Policy Server Hung if LDAP User Directory is unresponsive/slowly performing

Document ID : KB000005184
Last Modified Date : 14/02/2018
Show Technical Document Details
Issue:

Policy Server Hung if LDAP User Directory is unresponsive/slowly performing.

Environment:
Version : r12.5+Policy Server OS : ANYUser Directory : LDAP (ANY)
Cause:

If the Policy server doesn't have an existing connection to LDAP User Directory, it creates 3 new connection to the LDAP directory :

 

    1. PING Connection : The PING connection is used to check the health of the LDAP server periodically. One PING thread is created per each LDAP Failover group.

PING's thread ping connections send the following query every 30 seconds to test that the LDAP server is up and listening on the LDAP port

SRC base="<root object>" scope=0 filter="(objectclass=*)"

    2. Search/Directory Connection: The  "dir" connection is the LDAP connection used to search the directory instance (binds always as anonymous or as the credentials given in the User Directory Object)

    3. User Connection : “user" connection is the LDAP connection used to bind to the directory instance (binds first as anonymous or as the credentials given in the User Directory Object, then the connection is reused to bind

with the credentials of the authenticating user

 

When Policy server thread does the LDAP_BIND, it is always done under a LOCK, because LDAP handle needs to be protected. This is done so that Policy server won't crash when one worker thread is chaining the handle during the bind and the other thread tries to use it for LDAP search for example.

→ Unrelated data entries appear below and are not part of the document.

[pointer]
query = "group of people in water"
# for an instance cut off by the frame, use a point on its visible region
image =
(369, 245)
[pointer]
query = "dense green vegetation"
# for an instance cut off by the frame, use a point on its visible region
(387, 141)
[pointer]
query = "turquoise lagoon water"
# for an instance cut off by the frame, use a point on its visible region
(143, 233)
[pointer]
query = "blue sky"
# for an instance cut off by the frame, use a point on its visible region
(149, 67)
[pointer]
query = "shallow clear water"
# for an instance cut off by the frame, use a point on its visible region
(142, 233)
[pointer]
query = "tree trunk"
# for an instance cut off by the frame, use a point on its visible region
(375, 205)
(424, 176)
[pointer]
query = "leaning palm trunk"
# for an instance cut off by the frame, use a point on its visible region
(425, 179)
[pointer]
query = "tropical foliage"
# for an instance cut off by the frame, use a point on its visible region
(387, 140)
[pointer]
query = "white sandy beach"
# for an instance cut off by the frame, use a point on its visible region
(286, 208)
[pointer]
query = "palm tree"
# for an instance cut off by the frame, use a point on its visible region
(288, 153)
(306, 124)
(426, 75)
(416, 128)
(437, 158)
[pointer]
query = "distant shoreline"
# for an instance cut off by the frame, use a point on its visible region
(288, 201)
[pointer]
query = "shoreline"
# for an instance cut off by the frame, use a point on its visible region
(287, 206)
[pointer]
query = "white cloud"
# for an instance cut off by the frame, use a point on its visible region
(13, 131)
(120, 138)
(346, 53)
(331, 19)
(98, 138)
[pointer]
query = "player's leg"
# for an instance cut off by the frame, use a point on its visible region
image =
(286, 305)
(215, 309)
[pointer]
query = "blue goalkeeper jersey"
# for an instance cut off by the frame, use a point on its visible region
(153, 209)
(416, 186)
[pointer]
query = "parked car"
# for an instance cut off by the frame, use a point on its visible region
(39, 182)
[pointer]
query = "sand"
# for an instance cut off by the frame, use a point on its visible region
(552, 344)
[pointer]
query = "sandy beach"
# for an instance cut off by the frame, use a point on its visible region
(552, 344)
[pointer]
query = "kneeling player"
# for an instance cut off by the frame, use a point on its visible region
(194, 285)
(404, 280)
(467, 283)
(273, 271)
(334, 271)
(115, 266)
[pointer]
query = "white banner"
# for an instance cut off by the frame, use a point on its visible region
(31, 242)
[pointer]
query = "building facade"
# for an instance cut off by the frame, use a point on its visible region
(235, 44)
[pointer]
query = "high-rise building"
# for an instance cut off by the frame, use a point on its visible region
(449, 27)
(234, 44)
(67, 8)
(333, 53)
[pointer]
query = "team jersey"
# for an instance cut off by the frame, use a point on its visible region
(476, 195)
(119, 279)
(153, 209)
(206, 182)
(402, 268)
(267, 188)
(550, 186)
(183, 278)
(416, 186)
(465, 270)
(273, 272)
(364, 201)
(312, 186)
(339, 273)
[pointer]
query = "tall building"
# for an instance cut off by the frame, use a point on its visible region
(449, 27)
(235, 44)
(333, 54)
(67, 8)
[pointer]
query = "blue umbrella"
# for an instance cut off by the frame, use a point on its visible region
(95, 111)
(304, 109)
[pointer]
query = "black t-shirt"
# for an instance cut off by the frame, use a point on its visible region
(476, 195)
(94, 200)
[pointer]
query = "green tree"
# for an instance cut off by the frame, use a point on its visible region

What this means is that, when one worker thread is doing an LDAP bind for say LDAP Server A, then no other worker thread can concurrently do the LDAP bind for ANY other LDAP Servers. So , if the first LDAP bind is delayed (due to LDAP server being unresponsive or slow performing) , then it will eventually cause remaining worker threads which are also waiting for LDAP bind to go into a waiting/hung state. However, if the other worker thread already have a valid LDAP connection, then they will not be impacted. This phenomena could sometime result Policy server to go into a hung state and become unresponsive.

 

To confirm if Policy server is affected with this condition, we need to obtain the process dump of the Policy server process (smpolicysrv.exe) and review where all the NORMAL priority thread are stuck.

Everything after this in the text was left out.